A more general question is whether economists can be neutral scientific experts, or whether involvement in the economic policy debate entails political commitments. It is possible to separate objective beliefs about the way the economy works from value-judgements about how it ought to work. However, the policy issues debated by economists are so intertwined with the major political questions facing the electorate that it is almost impossible for an active policy economist to avoid taking a political position, though not necessarily a party-political position.

These questions came to mind in thinking about the response to my recent critique of the Lavoisier Group (Wishful thinking of Walsh's true believers, 11 April), which attracted more attention (friendly and hostile) than anything I have written for some time. The issues at stake include the fate of the planet (if the scientists are right) and the fate of Australian democracy (if the Lavoisier Group is right).

A number of respondents took exception to my observation that most of the scientists presented by the Lavoisier Group as independent sceptics ''turn out to have links to the fossil fuel industry or to right-wing thinktanks'. One of my critics was even kind enough to provide his own list of independent sceptics. Googling quickly revealed that Patrick Michaels is a Senior Fellow at the (libertarian) Cato Institute, Sallie Baliunas is a director of the (pro-missile defence) Marshall Institute, Craig Idso writes for the (free-market conservative) Heritage Institute, and so on. Michaels and Idso are also funded by the fossil fuel industry. It seems that every right-wing institute has its resident greenhouse sceptic, and vice versa.

In fact, such is the proliferation of right-wing institutes that there are not enough sceptics to go around, and some have to be shared. The redoubtable Robert Balling, for example, is on the board of the Goldwater Institute, but also writes for the Pacific Research Institute, the Competitive Enterprise Institute and the American Petroleum Institute, while still finding time to work for the government of Kuwait.

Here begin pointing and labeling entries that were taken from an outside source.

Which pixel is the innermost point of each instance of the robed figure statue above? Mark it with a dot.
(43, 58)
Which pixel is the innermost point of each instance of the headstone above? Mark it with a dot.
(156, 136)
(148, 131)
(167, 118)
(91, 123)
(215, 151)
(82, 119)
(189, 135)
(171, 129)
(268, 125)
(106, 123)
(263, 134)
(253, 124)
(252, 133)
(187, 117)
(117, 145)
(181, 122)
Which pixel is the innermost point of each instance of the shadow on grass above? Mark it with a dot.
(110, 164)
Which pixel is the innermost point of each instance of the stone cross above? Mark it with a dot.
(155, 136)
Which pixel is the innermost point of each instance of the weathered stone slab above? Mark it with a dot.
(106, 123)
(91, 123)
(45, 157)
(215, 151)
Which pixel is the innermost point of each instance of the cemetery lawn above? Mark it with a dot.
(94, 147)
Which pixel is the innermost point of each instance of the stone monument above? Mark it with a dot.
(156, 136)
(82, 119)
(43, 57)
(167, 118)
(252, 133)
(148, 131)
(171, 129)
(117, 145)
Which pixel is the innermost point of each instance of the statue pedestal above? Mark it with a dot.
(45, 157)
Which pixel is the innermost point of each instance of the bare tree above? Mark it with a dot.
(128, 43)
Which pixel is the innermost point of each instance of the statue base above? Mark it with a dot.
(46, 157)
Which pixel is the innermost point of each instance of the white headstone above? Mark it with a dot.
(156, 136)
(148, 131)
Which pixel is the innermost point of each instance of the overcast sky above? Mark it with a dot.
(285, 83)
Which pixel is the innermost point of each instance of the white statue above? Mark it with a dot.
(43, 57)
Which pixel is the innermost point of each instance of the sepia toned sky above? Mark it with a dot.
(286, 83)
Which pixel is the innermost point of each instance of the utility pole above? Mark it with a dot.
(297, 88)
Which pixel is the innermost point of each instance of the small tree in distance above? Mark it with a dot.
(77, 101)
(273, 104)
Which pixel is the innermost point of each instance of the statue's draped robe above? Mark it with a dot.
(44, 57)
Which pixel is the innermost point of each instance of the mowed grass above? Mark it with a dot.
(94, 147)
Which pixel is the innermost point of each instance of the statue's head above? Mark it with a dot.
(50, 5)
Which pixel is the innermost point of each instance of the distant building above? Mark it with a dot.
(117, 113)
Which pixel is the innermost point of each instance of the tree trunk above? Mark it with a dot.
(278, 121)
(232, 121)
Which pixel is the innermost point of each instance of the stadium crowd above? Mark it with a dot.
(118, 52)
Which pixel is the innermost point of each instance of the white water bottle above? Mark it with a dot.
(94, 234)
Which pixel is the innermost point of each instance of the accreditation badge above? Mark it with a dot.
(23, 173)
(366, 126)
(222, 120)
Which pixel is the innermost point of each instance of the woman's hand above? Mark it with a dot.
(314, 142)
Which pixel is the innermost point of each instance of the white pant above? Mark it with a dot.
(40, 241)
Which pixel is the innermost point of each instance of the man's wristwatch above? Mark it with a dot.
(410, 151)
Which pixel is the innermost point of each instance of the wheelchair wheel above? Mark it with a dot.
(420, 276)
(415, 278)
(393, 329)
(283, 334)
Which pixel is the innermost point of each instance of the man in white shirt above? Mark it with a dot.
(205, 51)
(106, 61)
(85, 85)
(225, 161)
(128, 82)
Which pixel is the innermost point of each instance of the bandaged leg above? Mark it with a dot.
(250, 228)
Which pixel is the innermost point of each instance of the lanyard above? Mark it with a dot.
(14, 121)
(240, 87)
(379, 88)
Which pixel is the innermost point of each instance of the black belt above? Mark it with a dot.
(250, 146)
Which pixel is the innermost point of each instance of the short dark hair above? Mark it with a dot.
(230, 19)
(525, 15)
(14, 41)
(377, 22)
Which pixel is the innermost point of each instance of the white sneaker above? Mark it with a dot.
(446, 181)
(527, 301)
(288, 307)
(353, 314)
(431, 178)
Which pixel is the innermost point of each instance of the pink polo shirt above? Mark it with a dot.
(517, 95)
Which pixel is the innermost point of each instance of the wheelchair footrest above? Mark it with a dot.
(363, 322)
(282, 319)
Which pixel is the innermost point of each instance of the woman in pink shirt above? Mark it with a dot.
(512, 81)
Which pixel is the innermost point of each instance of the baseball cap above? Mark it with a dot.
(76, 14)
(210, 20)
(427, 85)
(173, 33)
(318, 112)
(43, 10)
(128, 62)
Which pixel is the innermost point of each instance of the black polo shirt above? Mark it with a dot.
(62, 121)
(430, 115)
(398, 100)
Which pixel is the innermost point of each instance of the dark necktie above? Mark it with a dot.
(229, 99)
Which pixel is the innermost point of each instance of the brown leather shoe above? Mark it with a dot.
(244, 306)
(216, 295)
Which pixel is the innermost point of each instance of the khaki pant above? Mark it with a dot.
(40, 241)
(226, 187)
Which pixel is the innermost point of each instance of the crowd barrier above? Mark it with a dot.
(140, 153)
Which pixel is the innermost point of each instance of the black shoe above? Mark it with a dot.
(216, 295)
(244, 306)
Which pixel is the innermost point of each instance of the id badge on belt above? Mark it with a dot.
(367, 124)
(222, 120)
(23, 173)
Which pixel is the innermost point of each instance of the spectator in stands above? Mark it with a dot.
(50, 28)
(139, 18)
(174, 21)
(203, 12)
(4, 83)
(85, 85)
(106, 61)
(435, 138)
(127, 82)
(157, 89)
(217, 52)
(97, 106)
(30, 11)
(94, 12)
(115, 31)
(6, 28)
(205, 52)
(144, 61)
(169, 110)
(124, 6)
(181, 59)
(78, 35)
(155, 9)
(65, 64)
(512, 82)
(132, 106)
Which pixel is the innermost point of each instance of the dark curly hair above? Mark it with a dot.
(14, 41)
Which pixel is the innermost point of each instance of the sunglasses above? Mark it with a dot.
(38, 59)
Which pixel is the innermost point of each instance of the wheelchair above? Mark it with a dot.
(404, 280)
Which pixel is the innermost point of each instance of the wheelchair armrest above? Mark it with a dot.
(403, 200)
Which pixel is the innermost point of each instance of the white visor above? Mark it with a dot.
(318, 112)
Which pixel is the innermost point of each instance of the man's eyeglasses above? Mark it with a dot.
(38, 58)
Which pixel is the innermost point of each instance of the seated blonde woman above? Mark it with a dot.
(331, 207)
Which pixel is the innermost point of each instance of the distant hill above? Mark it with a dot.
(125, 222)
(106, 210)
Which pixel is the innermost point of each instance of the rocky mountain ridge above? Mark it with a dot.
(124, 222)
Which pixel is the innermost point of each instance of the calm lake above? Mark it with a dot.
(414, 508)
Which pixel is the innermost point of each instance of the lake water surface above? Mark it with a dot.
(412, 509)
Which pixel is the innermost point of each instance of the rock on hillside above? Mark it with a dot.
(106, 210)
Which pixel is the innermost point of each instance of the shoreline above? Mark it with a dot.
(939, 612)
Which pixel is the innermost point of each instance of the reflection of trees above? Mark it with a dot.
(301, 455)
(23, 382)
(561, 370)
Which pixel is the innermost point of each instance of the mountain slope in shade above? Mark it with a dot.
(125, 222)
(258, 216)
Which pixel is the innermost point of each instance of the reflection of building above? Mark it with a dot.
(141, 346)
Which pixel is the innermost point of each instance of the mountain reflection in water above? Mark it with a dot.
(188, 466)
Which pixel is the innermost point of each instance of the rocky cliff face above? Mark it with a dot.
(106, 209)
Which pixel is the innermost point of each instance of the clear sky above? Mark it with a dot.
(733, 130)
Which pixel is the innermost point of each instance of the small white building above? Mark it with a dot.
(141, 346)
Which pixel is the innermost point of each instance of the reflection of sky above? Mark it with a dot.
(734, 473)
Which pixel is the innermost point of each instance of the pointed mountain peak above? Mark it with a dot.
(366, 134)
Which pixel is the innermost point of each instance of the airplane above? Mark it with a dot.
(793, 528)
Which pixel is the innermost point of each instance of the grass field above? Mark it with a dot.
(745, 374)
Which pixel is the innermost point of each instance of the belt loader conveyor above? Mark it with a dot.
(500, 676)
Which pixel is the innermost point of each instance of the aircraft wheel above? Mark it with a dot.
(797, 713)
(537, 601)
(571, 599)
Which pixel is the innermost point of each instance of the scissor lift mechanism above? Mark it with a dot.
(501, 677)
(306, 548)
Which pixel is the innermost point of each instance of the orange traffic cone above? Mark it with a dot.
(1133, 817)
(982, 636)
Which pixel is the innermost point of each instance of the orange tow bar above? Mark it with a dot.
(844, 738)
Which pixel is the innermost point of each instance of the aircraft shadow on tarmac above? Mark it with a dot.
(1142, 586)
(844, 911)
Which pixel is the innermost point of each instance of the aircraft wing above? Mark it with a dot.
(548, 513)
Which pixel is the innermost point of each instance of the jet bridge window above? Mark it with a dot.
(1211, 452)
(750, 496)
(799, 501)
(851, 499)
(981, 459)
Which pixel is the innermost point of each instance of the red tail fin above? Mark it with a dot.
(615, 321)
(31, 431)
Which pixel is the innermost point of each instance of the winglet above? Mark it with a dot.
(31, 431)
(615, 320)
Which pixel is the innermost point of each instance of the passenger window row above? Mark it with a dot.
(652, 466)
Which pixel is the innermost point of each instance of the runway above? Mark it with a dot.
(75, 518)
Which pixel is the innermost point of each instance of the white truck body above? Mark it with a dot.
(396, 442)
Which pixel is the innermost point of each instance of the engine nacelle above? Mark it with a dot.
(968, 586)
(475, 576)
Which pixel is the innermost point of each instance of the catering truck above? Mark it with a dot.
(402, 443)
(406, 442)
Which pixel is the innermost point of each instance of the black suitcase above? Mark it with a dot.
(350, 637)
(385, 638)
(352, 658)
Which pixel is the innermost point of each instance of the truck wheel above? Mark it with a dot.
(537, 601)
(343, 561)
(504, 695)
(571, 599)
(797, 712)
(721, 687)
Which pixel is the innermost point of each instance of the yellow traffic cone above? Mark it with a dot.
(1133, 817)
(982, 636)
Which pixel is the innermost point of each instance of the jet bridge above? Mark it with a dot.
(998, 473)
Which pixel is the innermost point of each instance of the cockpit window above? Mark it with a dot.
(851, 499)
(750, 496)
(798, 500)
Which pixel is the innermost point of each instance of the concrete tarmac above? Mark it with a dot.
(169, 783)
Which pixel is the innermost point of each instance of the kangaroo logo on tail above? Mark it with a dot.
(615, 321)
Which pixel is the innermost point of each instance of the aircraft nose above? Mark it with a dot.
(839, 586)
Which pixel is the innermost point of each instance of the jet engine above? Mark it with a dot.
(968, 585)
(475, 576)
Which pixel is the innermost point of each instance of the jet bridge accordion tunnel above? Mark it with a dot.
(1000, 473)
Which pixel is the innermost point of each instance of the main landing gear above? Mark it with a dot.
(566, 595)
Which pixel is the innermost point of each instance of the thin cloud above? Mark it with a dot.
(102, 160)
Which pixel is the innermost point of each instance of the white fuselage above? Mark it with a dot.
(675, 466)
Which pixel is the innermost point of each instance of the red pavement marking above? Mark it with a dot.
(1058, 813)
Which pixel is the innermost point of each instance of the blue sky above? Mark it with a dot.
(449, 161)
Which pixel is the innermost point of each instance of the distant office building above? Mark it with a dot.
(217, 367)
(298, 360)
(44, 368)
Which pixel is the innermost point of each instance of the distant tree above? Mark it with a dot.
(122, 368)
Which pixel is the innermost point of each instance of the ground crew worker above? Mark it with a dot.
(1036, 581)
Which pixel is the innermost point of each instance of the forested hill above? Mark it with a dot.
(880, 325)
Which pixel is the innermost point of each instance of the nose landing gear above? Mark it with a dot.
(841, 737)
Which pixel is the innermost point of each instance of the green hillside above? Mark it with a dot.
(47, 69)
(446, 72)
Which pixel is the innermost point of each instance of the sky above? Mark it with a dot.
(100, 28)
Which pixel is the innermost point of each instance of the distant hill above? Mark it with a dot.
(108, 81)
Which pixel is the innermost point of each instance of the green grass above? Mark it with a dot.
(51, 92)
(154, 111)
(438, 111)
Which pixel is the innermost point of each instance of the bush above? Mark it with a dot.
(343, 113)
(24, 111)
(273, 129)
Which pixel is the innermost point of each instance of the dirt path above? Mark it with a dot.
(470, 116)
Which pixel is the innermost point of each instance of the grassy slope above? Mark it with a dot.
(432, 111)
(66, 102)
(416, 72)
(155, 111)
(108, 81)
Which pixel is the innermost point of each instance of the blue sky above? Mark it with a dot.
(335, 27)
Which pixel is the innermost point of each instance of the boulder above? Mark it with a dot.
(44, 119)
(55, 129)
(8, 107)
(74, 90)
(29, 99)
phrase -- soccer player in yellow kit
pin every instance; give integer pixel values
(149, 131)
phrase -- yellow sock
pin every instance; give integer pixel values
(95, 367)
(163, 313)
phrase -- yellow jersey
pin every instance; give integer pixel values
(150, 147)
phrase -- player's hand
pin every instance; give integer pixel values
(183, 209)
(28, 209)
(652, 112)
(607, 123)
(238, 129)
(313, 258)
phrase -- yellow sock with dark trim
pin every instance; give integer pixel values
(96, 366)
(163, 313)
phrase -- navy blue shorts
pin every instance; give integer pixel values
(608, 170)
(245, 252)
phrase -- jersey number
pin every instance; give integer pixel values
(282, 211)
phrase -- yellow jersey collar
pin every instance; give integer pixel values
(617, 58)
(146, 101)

The most credible of the sceptics, Richard Lindzen of MIT, has proved a disappointment for the likes of the Lavoiser Group. He was a member of the expert panel appointed by the US National Academy of Science which recently confirmed the reality of global warming. While noting uncertainties, the committee stated that it 'generally agrees with the assessment of human-caused climate change presented in the IPCC Working Group I (WG I) scientific report' which 'accurately reflects the current thinking of the scientific community on this issue'. Lindzen still opposes the Kyoto Protocol and criticises aspects of the IPCC models, but he is now too close to the scientific consensus position for the comfort for the Lavoisier Group.

Some correspondents suggested that I had been unfair in suggesting that the Lavoisier Group believed that 'fairies at the bottom of the garden' would make the global warming problem go away. A closer examination of the Group's output suggests a belief, not only in fairies, but in demons and hobgoblins. In a recent Parliamentary submission, the Group asserted that the Kyoto Protocol raised 'the fear of invasion' and represented 'Éthe most serious challenge to our sovereignty since the Japanese Fleet entered the Coral Sea on 3 May, 1942.'

Finally, I can't resist commenting on the suggestion by Andrew Thomson MHR (Letters 17 April) that Peter Walsh's views should be given special credence because, unlike me, Walsh '.had the guts to seek election to Parliament' Does Thomson really believe that only politicians and ex-politicians are entitled to participate in public debate?

Professor John Quiggin is a Senior Research Fellow of the Australian Research Council, based at the Australian National University and Queensland University of Technology.